The Cayman Islands government’s $1.18 billion figure for estimated healthcare liabilities due over the next two decades may be a bit low.
According to testimony Wednesday in the Legislative Assembly’s Public Accounts Committee, the future liability figure was calculated in mid-2014 without including in the total more than 2,000 public sector workers – many of whom will retire in Cayman at some point.
Those workers, a total of 2,275 in mid-2014, are employed in the 26 statutory authorities and government-owned companies.
George Town MLA Roy McTaggart questioned whether those employees had been included in the estimated $1.18 billion liability figure. Financial Secretary Ken Jefferson said they had not.
Mr. Jefferson later clarified that current retirees on the government pension plans, seamen and veterans, active civil service employees [of which there were 3,571 in mid-2014] and the employees’ dependents were all included in the healthcare liability estimates.
“It would be correct to say that the post-retirement healthcare liability of the statutory authorities and government companies have not been included in the figure of $1.18 billion,” Mr. Jefferson said.
The $1.18 billion, which is more than the entire Cayman Islands public sector earns from taxation and fees in a year, is not all due presently. Rather, Mr. Jefferson said, it is government’s best estimate of what Cayman will have to pay to cover healthcare costs for retirees, current employees who will be retired, seamen and veterans over the next 20 years.
Right now, all current and retired civil servants are covered via a Cayman Islands National Insurance Company healthcare plan. However, that is not necessarily the case for employees in the statutory authorities and government companies.
For instance, Health Services Authority employees are not covered by CINICO insurance. Public Accounts Committee members were told Wednesday that the HSA pays “out of pocket” for employee healthcare and third-party insurance is used only when individual cases require more than $300,000 in expenses – typically only those involving treatment overseas.
When employees retire from the HSA, they are given three months of continuing healthcare coverage. After that, they are required to provide healthcare on their own, similar to what a private sector employee must do, health authority Chief Executive Lizzette Yearwood told the committee.
However, that does not mean government would not end up paying for those individuals eventually. If someone becomes indigent, they would then fall back on social services to pay for healthcare.
Finance Minister Marco Archer has said a number of times that Cayman can address the burgeoning healthcare liability if it plans now and government does not “bury its head in the sand,” ignoring the problem.
“It was not a problem that was created overnight and its solution will not be found overnight,” Mr. Archer said.

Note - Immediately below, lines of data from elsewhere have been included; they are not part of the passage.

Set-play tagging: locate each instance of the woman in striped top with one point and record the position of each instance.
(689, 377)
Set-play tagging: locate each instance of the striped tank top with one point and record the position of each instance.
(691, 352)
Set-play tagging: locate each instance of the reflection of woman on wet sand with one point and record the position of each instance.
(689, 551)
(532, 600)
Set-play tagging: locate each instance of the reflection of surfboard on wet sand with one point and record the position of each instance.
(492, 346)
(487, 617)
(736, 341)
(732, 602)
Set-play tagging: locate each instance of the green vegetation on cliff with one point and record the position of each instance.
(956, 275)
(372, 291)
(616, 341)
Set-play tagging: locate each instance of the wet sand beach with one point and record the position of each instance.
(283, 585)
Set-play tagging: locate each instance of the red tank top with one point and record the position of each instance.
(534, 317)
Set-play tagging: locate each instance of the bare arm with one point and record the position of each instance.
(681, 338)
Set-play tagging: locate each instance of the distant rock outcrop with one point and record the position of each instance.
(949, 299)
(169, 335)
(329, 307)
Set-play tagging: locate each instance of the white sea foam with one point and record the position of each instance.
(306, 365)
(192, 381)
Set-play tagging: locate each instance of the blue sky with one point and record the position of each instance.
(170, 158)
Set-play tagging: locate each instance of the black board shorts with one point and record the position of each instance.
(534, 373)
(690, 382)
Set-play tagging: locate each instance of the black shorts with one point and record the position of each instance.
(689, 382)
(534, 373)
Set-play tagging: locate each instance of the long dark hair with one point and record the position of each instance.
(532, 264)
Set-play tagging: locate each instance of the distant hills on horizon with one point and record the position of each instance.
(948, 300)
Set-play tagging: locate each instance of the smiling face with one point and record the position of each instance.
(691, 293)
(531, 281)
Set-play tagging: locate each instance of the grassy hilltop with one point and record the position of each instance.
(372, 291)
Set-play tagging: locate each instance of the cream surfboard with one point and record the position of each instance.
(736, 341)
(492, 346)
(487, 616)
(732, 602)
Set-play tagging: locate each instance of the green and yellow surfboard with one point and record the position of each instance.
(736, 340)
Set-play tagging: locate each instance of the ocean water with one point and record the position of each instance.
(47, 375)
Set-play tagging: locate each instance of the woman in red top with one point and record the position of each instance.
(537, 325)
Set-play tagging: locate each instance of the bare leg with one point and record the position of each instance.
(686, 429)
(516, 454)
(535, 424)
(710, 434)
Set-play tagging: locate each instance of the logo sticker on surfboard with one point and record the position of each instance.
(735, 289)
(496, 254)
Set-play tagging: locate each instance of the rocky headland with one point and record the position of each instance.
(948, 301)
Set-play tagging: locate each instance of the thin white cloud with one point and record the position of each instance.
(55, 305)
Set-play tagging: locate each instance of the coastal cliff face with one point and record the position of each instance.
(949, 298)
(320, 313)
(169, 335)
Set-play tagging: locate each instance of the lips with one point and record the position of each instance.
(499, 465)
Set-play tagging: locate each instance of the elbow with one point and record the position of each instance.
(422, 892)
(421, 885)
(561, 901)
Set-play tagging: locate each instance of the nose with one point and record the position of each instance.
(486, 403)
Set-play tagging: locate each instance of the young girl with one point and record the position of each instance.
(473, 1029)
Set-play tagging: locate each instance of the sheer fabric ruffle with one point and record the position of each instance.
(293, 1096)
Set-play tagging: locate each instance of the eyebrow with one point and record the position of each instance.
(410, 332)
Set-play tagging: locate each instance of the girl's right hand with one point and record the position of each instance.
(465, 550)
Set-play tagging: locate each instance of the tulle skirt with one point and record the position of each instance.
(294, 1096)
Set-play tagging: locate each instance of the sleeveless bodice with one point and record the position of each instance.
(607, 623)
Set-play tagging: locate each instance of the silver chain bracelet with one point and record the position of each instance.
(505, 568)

The government has already approved changes to the retirement age, pushing it from 60 to 65, a move that is expected to reduce the future liability. A government plan to require civil servants to pay for a portion of their healthcare premiums is due to occur in 2018. Other options, such as privatizing certain health services now being provided by government, are being considered.

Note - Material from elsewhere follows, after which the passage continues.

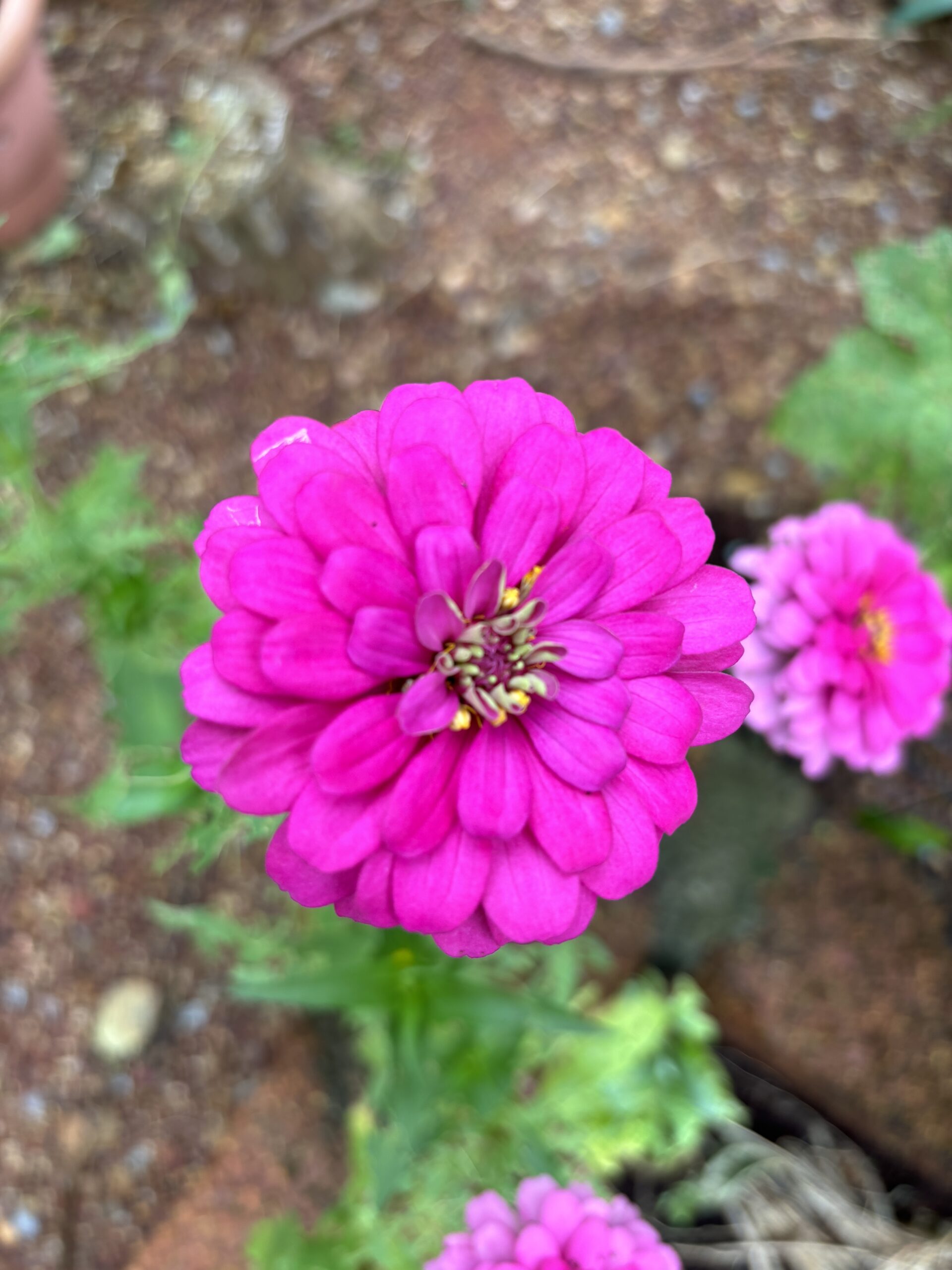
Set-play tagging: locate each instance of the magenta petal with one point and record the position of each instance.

Neither retired civil servants nor active government workers are required to make co-payments; their monthly premiums are paid for by government.
Both civil service plans under the Cayman Islands National Insurance Company have a $5 million maximum “lifetime limit” for healthcare coverage. There are no limits on prescription drug purchases or inpatient or outpatient care. Overseas accommodations and airfare for covered government workers or retirees who must fly off island to obtain treatment are covered 100 percent.